Salt, made up of sodium and chloride, is both good and bad for our bodies. Our body needs sodium to balance fluids and help nerve and muscle function.
Our kidneys act as our bodies’ traffic cops, controlling the amount of sodium in our body. When we retain more sodium than our kidneys can get rid of, it builds up in our blood, holding excess fluid in our blood. This can lead to high blood pressure (hypertension), which makes our hearts work harder.
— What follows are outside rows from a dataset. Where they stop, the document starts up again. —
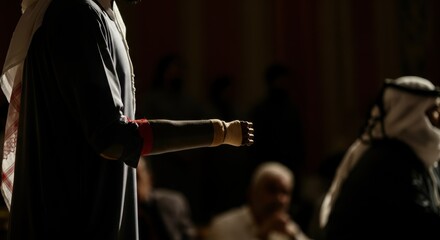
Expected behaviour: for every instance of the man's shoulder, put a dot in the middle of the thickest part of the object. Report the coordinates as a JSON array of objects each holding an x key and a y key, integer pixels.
[{"x": 233, "y": 216}]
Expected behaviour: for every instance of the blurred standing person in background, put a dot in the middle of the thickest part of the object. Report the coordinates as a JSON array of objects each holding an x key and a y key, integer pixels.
[
  {"x": 386, "y": 186},
  {"x": 281, "y": 143},
  {"x": 72, "y": 142}
]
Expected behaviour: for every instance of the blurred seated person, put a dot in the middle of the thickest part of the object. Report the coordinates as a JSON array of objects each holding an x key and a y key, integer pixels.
[
  {"x": 265, "y": 216},
  {"x": 163, "y": 214}
]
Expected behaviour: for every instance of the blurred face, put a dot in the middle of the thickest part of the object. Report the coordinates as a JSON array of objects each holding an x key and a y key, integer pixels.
[
  {"x": 271, "y": 194},
  {"x": 433, "y": 114}
]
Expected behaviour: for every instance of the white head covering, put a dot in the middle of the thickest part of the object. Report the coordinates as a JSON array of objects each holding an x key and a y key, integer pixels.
[
  {"x": 10, "y": 80},
  {"x": 402, "y": 116}
]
There’s a high correlation between eating too much salts and raised blood pressure levels, according to research.
Blood pressure normally rises with age. The recommended sodium intake is about one teaspoon (2,300 milligrams) of salt per day, but for African Americans, particularly those with high blood pressure, chronic kidney disease or diabetes, the recommendation drops to 1,500 milligrams daily.
If we cut our salt consumption to just 1 teaspoon of salt a day, we would save at least 500,000 lives in the U.S. over the next decade, according to new research released by The Centers for Disease Control and Prevention.
Help with Healthy Habits
Area healthcare provider Health Alliance Plan is offering its “ A Taste of Health” low-sodium cooking classes beginning March 27 for anyone interested in learning more about how to prepare flavorful, low-salt meals.
It also introduced its no cost Speakers Bureau to area organizations, which provides health experts to speak on issues such as kidney disease, heart health, healthy eating, low-sodium diets, and weight management.
“National Nutrition Month and National Kidney Month are good reminders to take steps today that can help prevent serious diseases in the future,” said Terri Kachadurian, director, Worksite Wellness and Member Engagement Programs at HAP. “Healthy choices, like passing on processed foods that are packed with sodium, can reduce our risk of high blood pressure and diabetes – the two most important risk factors for kidney disease.”
Cutting down on salt in your cooking doesn’t have to mean giving up flavor. By replacing salt with other seasonings and herbs, you can take dishes from dull to delicious.